Requiem for a Vampire (1972) poster

Requiem for a Vampire (1972)

Rating:

aka Caged Virgins; Virgins and Vampires
(Requiem Pour un Vampire)


France. 1972.

Crew

Director/Screenplay – Jean Rollin, Photography – Renan Polles, Music – Pierre Raph, Makeup – Carol Fidler. Production Company – Les Films A.B.C./$am $elsky.

Cast

Marie-Pierre Castel (Marie), Mireille Dargent (Michelle), Philippe Gaste (Frederic), Dominique (Erika), Louise Dhour (Louise)


Plot

Two girls, Marie and Michelle, who were working as party clowns, flee in an armed shootout after killing a man. Their male companion is shot during the chase. They set the car and his body on fire and continue across countryside on foot. They eventually come to a chateau and wander inside. As night come, they find that the chateau is inhabited by vampires. The vampire master Frederic, the last of his kind, decides that he wants to make the two of them into vampires.


A cult grew up around French director Jean Rollin (1939-2010) for his erotically fetishised, strikingly poetic and arty Vampire Films. The films that most of the Rollin cult rest on are his earliest ones beginning with The Rape of the Vampire (1968), followed by The Naked Vampire (1970), Le Frisson des Vampires (1971) and Requiem for a Vampire here, as well as the later Fascination (1979). Rollin made numerous films in either the horror or sex genres throughout the 1970s and 80s. (See below for Rollin’s other genre films).

Requiem for a Vampire was the fourth of Rollin’s vampire films and by this point he has started getting the idea of a plot. There is not really that much to it on this occasion but the film makes more sense in terms of narrative than his preceding films. What you notice in these initial scenes is the absolute sparseness of dialogue. During the chase sequence that opens the film, there are only three lines spoken in the first thirteen minutes. You keep wondering why the girls are dressed as clowns and fleeing in a shootout and how come their male companion ended up being wounded but Rollin never offers much of an explanation – there is a line much later in the show about them being party clowns who killed a client but we get no more details than that.

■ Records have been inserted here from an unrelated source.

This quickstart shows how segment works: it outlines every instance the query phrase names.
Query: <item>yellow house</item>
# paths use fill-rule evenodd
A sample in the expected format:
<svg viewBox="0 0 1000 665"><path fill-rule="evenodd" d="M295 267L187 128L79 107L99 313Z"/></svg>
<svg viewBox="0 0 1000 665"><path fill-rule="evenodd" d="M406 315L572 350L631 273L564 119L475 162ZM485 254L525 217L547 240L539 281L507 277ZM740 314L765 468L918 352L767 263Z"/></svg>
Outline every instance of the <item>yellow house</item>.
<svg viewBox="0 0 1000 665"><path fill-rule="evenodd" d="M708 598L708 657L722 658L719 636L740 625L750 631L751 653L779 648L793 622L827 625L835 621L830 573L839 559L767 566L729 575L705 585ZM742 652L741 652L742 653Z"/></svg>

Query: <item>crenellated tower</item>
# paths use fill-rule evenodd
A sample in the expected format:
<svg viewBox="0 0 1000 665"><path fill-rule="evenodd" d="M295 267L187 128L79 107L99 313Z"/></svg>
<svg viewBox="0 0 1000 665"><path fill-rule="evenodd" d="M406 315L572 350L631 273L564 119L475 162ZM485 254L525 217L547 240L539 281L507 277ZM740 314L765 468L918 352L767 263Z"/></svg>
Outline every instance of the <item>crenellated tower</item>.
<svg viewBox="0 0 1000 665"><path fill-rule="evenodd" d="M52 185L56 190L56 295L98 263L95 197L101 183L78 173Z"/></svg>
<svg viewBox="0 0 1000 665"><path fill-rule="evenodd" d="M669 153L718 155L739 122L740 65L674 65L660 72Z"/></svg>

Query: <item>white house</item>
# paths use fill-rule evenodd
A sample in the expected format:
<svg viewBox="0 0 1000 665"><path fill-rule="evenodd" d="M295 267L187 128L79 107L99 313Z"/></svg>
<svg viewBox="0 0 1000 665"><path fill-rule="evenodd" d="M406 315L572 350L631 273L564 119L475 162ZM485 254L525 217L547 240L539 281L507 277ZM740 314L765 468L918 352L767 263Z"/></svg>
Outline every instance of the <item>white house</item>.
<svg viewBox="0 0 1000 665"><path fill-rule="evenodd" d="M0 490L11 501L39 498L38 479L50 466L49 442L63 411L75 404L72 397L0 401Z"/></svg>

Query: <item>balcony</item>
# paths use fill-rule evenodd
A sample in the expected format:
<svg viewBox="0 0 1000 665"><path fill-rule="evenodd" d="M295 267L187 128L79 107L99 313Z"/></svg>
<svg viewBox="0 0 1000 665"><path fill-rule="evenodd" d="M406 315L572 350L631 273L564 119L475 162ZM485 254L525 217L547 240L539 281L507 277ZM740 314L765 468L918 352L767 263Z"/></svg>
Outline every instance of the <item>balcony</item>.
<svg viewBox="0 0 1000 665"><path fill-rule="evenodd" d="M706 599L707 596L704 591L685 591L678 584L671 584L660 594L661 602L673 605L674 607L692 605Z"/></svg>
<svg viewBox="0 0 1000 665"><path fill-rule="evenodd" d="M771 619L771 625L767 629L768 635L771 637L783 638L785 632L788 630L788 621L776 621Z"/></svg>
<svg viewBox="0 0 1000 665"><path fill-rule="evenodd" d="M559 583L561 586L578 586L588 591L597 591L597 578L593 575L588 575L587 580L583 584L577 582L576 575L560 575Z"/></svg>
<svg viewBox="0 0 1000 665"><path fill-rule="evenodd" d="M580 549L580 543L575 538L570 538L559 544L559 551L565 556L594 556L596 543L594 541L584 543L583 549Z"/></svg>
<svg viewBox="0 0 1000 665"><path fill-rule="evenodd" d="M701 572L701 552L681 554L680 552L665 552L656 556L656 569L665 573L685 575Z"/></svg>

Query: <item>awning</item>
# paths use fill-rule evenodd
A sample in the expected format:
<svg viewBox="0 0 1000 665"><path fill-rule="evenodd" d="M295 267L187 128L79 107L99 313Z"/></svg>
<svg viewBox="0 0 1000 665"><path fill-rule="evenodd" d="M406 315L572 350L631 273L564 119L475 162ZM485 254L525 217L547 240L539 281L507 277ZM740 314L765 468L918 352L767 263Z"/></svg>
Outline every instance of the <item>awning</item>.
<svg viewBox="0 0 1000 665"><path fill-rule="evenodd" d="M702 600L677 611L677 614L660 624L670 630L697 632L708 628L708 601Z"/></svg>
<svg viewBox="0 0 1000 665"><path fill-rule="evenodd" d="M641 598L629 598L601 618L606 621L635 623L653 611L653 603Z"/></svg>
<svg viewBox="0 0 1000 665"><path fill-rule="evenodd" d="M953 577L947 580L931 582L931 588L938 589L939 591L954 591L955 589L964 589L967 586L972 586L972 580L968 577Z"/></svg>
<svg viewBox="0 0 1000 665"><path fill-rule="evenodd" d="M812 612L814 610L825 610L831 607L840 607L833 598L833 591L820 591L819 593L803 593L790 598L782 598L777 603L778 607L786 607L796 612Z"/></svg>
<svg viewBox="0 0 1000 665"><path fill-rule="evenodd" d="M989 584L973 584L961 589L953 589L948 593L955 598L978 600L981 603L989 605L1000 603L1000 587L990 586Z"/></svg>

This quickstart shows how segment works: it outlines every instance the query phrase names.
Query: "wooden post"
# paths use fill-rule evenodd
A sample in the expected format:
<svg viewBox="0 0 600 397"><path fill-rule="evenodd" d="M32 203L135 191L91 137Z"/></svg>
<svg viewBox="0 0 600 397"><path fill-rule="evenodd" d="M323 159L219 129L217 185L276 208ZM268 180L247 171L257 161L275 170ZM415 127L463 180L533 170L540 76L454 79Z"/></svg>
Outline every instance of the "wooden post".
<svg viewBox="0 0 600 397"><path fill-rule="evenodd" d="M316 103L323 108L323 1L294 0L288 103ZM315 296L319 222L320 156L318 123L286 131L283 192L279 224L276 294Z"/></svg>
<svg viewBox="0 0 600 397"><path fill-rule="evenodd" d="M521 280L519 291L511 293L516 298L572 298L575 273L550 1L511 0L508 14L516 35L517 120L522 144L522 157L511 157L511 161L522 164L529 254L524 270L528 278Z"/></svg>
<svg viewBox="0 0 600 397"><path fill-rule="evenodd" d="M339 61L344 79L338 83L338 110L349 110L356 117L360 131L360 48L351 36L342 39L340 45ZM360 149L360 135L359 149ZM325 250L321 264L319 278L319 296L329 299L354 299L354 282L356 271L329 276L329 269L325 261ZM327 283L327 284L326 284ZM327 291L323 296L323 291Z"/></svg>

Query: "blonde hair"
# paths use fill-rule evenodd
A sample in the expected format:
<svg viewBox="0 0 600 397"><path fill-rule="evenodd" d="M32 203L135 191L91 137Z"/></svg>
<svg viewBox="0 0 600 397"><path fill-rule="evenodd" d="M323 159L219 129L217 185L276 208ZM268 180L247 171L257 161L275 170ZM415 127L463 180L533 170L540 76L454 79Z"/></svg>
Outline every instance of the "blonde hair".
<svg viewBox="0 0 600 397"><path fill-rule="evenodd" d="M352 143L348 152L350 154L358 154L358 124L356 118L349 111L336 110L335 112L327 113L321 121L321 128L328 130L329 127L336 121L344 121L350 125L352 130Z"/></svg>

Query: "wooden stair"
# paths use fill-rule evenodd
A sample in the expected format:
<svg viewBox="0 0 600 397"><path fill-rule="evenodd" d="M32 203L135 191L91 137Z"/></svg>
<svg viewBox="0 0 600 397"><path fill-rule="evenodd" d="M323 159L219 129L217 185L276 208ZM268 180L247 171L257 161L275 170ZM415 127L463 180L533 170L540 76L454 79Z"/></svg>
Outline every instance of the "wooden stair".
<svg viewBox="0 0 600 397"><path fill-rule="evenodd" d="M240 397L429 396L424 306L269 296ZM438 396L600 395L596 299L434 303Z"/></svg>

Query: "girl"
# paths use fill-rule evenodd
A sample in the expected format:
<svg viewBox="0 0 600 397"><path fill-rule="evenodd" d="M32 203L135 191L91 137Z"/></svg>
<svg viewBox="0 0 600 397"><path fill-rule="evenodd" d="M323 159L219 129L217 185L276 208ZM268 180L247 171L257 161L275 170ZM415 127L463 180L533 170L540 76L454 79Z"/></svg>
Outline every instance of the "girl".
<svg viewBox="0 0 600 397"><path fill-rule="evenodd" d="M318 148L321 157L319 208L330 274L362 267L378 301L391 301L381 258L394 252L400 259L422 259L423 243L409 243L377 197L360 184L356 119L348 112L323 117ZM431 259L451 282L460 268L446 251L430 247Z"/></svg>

The film comes with a long introductory section that almost takes on the quality of a fairytale or dream. The two girls dressed in clown costumes flee across country. They come to a small pond where the water is emerald green and as they look in, it fills with drops of blood. They go to a cemetery and Mireille Dargent hides in a grave as two diggers come and fill the soil in, burying her until her friend comes and digs her out.

Marie-Pierre Castel and Mireille Dargent in Requiem for a Vampire (1972)
(front to back) Marie-Pierre Castel and Mireille Dargent in the chateau

They then arrive at a chateau. Rollin takes great delight in shooting the locale (the real-life Chateau de La Roche-Guyon) for pictorial value, showing the girls on the ramparts and the countryside stretching away below. The chateau is strangely deserted, although has lit candles and a bed made up, which the girls strip nude and curl up on together. As night comes, they wander through the chateau, coming to the chapel where the altar is surrounded by skeletons in hooded robes. An organ plays and we finally meet our first vampire, nearly 30 minutes in. The near dialoguelessness of these scenes adds to the dream-like quality.

Even when the vampires do emerge, there is still little dialogue. We get various scenes of the girls fleeing and being recaptured. At one point, Rollin stages an orgy in the chateau dungeon with several men having their way with women that are stripped nude while being kept chained up, with everything shot in a garish scarlet red light. In the bisty plot that ensues, the two girls are regarded as newcomers but have to secure their place as vampires by seducing two locals. There is the delightful and beautiful image of Mireille Dargent stripping off and leading one local on a tour around the chateau, before posing completely nude on the rampart wall as we see a barge going by on the river in the background.

Jean Rollin’s other genre films include The Rape of the Vampire (1968), The Naked Vampire (1970), Le Frisson des Vampires (1971), The Iron Rose (1973), Demoniacs/Curse of the Living Dead (1974), Lips of Blood (1975), Pesticide/The Grapes of Death (1978), Fascination (1979), The Night of the Hunted (1980), Zombies’ Lake (1981), The Living Dead Girl (1982), Two Orphan Vampires (1997), The Fiancee of Dracula (2002), Night of the Clocks (2007) and The Mask of Medusa (2010).